There is no such thing as undefined code. Undefined behavior is a property of an execution. If a program has multiple executions because of non-determinism, then if any execution has UB, that is sufficient license for the compiler to optimize. This is the same for Rust, C and LLVM. I do not see any other way to define this – we cannot require all executions to exhibit UB, that would be prohibitive for optimizations. For example:
fn main() {
let x = Box::into_raw(Box::new(0)) as usize;
let y = 0x42440usize as *mut i32;
println!("{}", unsafe { *y });
}
This could be defined behavior if x is really allocated at that address. Still we say the program has UB because it can have UB.
Yes and no. It is, in principle, still checkable by exploring all executions. Again, this is not new – for example, once concurrency enters the picture, this is also the case even if you entirely ignore integer-pointer-casts.
Now, the question is whether this is still feasible to check. And if the number of executions is large, it is not. Which is why I am trying to reduce the extend to which we rely on non-determinism for this. However, for the kind of reasoning LLVM does around pointer-integer-casts, I do not see any alternative. You do not even have to go all the way to twin memory allocations to see this, the following example is sufficient:
fn main() {
let x = Box::into_raw(Box::new(0)) as usize;
let y = Box::into_raw(Box::new(1)) as usize;
if x < y { /* cause UB */ }
}
Essentially, the moment the actual integer address of an allocation matters, you have a huge amount of non-determinism and no way to explore it exhaustively.
And, again, I do not follow your terminology. What is “undefined code”? UB is a per-execution property.
This was talking about a transmute from &mut to &. These do have different runtime representations in my model – and anyway coercions do not imply “same runtime representation”, consider e.g. unsizing.
Oh then I misunderstood. What you are asking for is for the thing tagging & and the thing tagging &mut to be distinguishable. If one was a timestamp and one an ID they’d still both be 64bits of data. OTOH, if we sacrifice a bit or two to introduce a distinction, we can do that and still use timestamps for &mut.
Essentially, currently I plan to use the Borrow enum from my post as tag.
I see. Yes inserting those for &mut should be fine, not sure why you’d want to do that.
(We’d have to take care that this does not require the value at that location to be valid, but that should be doable.)
The reference metadata is part of that reference. There is no reference without the metadata. So this is not per-memory-address metadata, it is just part of the data that is stored in memory.

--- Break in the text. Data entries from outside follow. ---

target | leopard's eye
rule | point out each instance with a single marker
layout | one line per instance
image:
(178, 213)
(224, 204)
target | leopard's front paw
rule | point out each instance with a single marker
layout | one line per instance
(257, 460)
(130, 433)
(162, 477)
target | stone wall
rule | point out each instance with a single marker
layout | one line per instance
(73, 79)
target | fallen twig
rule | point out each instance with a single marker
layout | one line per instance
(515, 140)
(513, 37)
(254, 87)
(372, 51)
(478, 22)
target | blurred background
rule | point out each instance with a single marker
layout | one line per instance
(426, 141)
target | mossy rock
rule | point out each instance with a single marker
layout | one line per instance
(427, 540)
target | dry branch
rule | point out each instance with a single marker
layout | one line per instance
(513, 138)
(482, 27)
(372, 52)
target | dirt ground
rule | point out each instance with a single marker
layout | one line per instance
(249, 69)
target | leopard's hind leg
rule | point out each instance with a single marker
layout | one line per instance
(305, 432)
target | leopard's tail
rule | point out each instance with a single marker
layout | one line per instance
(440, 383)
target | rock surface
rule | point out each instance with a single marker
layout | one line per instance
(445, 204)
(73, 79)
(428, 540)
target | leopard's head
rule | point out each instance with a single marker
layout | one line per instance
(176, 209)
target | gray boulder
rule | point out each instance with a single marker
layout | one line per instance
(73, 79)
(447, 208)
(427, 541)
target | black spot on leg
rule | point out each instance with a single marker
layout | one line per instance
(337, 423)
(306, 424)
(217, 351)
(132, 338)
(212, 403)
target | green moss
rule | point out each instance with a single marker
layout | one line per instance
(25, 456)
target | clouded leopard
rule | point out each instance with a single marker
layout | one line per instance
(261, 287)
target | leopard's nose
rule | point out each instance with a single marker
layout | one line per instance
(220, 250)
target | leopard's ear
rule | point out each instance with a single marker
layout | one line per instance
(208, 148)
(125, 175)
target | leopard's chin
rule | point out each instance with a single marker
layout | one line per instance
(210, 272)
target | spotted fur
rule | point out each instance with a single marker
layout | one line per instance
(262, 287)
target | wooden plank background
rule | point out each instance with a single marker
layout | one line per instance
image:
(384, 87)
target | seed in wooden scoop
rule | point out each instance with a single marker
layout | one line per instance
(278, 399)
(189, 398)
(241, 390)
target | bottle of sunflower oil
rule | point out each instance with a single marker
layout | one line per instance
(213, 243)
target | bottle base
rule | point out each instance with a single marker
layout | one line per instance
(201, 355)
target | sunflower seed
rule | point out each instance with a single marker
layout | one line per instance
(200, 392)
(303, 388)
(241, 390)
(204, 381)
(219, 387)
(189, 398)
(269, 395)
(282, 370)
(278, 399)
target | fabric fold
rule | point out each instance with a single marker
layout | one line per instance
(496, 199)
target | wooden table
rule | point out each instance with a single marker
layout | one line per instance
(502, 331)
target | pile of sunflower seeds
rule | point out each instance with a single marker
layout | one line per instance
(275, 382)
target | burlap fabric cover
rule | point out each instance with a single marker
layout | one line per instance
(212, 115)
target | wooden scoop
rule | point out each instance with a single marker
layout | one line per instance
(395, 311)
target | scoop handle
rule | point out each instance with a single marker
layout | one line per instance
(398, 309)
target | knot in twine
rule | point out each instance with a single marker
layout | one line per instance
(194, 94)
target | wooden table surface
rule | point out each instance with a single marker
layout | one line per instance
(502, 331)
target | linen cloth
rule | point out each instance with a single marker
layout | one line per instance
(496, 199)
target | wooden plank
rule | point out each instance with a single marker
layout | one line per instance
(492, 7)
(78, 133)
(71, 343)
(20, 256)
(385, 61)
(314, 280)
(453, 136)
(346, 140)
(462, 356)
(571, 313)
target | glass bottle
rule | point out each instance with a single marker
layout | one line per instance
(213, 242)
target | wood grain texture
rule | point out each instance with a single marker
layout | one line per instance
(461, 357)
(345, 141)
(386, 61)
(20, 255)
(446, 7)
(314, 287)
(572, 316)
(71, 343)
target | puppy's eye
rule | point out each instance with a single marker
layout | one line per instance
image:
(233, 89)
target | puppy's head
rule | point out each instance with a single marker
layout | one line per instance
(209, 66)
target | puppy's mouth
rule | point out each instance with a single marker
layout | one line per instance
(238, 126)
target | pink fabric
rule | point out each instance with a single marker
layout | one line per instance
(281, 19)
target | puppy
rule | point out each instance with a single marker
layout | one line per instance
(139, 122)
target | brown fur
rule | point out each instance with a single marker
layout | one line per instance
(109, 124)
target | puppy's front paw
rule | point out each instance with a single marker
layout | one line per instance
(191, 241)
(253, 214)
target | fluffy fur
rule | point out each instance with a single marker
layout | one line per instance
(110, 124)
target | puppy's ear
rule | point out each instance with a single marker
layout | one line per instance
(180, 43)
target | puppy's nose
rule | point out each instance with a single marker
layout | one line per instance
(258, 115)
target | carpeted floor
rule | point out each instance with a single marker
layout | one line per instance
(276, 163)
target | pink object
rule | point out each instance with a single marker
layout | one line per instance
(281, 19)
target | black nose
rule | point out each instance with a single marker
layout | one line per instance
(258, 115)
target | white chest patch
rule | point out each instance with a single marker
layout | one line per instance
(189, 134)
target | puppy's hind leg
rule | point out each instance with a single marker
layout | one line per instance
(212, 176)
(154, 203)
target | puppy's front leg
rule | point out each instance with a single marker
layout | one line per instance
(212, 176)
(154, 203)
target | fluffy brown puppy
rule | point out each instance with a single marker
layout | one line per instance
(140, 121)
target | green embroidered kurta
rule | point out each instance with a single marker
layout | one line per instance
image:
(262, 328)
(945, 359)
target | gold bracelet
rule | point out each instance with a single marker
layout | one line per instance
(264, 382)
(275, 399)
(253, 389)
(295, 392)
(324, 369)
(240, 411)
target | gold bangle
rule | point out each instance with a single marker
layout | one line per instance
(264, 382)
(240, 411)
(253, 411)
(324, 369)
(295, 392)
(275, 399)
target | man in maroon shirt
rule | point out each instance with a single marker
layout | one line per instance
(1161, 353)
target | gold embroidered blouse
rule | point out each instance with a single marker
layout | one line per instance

Oh sure, I think one should be able to copy through memcpy. What does not work – and is, in fact, broken in LLVM (though I do not know of a miscompilation) is doing that while using an integer type in memcpy. You want a type that can hold arbitrary data, including (part of) a pointer with its metadata – a type that you cannot do anything with, no arithmetic, no deref, just write it somewhere else. C intends to make char that type, but that does not actually work because C also allows arithmetic on char. Unfortunately, LLVM has no type suitable for this purpose either – and without a concrete miscompilation, it will be hard to convince them to change that. 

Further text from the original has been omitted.